O jornal The New York Times publicou que o governo de Barack Obama se antecipa ao desmoronamento do regime sírio e estuda evitar que o estoque de cianeto, gás mostarda e gás sarin caia em mãos erradas. Thomas E. Donilon, assessor da Casa Branca para a segurança, teria viajado a Israel, a fim de preparar uma intervenção militar na Síria, com o objetivo de destruir essas armas.
E-mails repletos de piadase com pouca informação
O site Wikileaks começou a divulgar cerca de 2,5 milhões de mensagens eletrônicas sírias, das quais 538 foram enviadas pelo ditador Bashar Al-Assad. As correspondências não revelam qualquer segredo de Estado e apenas trocam piadinhas. Os e-mails tiveram trechos publicados pelo site Owni.fr e foram enviados em sua maioria antes do início do levante. Numa delas, de fevereiro de 2010, Al-Assad debocha da conhecida jornalista americana Barbara Walters, que aparentemente perguntou por que as mulheres afegãs continuam caminhando alguns passos atrás de seus maridos, apesar da queda dos talibãs. "A afegã olha a senhora Walters nos olhos e, sem dúvida, responde a ela: por causa das minas antipessoais. Moral da história: por trás de cada homem, existe uma mulher inteligente." Em 20 de outubro de 2010, ele se diverte com piadas sobre casamento: "Um homem de sucesso ganha mais dinheiro do que a mulher pode gastar. Uma mulher de sucesso é que encontra um homem assim".
Ben Ali é condenado à prisão perpétua
O presidente tunisiano deposto Zine Al-Abidine Ben Ali foi condenado à revelia à prisão perpétua pela segunda vez em um mês por cumplicidade no assassinato de manifestantes. Ele foi julgado com 40 oficiais e funcionários de seu regime, incluindo o general Ali Seriati, ex-chefe da segurança presidencial, sentenciado a 20 anos de prisão, indicou o juiz Hedi Ayari do tribunal militar de Túnis. Ben Ali foi o único condenado a passar o resto da vida na prisão. Os outros receberam penas de cinco a 20 anos de prisão. Mais de 300 pessoas morreram durante a revolta popular na Tunísia, entre 17 de dezembro de 2010 e 14 de janeiro de 2011. O levante terminou com a fuga de Ben Ali para a Arábia Saudita.
China e Rússia vetam resolução
"Bashar Al-Assad cometerá massacres em Damasco.
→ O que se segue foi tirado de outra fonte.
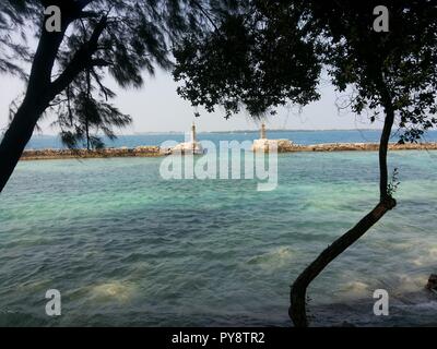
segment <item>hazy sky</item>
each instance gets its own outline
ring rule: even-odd
[[[241,113],[225,120],[224,112],[216,110],[208,113],[199,110],[200,118],[194,118],[194,109],[181,99],[177,93],[177,84],[169,73],[157,72],[154,77],[146,77],[145,86],[141,89],[122,91],[109,81],[115,87],[118,97],[114,104],[122,112],[133,118],[133,124],[118,133],[132,134],[140,132],[187,131],[192,121],[196,121],[201,131],[232,131],[258,129],[259,123],[250,119],[247,113]],[[23,83],[7,75],[0,75],[0,128],[4,130],[8,124],[8,110],[10,103],[23,92]],[[320,86],[321,100],[314,103],[303,110],[298,108],[281,108],[279,115],[269,117],[265,121],[270,129],[291,130],[326,130],[326,129],[380,129],[381,124],[371,125],[365,118],[357,118],[353,113],[342,110],[339,112],[335,101],[339,94],[327,82]],[[44,134],[57,133],[50,127],[52,120],[42,123]]]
Ele verá o veto da Rússia e da China como um sinal verde para prosseguir com as atrocidades." O alerta, feito por e-mail ao Correio, partiu de Ausama Monajed, integrante do Conselho Nacional Sírio, um dos principais órgãos de oposição ao regime. Horas antes, Pequim e Moscou haviam, pela terceira vez, barrado a resolução do Conselho de Segurança da Organização das Nações Unidas (ONU) que previa sanções contra o governo de Al-Assad. O veto compromete a mediação de Kofi Annan, enviado especial da ONU e da Liga Árabe à Síria, e a missão de observadores internacionais.
Vitaly Churkin, embaixador da Rússia na ONU, declarou à rede de tevê CNN que seu país já havia explicado — "clara e consistentemente" — que "não aceitaria uma resolução que abrisse caminho para imposição de sanções e o envolvimento militar em assuntos domésticos da Síria". Apesar de admitir estar "muito preocupado" com a violência, Li Baodong, representante da China, considerou o rascunho da resolução "gravemente problemático", por pressionar somente um lado do conflito.
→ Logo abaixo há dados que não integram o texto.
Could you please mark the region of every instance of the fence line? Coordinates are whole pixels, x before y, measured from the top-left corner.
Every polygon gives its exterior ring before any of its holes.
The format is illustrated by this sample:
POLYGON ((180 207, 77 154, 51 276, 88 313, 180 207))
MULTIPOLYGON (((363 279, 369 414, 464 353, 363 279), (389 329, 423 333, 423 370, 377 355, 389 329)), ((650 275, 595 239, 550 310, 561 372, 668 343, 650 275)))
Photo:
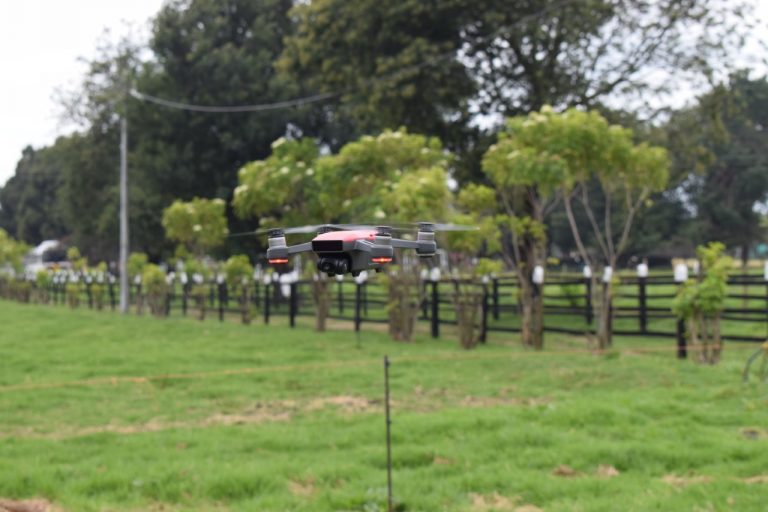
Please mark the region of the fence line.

Enquanto Annan mostrava-se decepcionando com a falta de união do conselho para uma "ação firme e concertada", a Casa Branca condenava o veto e defendia o fim de sua missão. "O fracasso do Conselho de Segurança significa que (a missão de Annan) não pode continuar", declarou Jay Carney, porta-voz da Presidência dos EUA. Ele classificou de "decisão muito lamentável" que Moscou e Pequim tenham barrado o texto. "Não há dúvida de que o futuro da Síria será feito sem Bashar Al-Assad. Seus dias no poder estão contados. Apoiar esse regime, no momento em que chega ao seu fim, representa um erro", avisou Carney. Por sua vez, a União Europeia planeja o reforço de suas sanções contra Damasco e seu embargo sobre o arsenal.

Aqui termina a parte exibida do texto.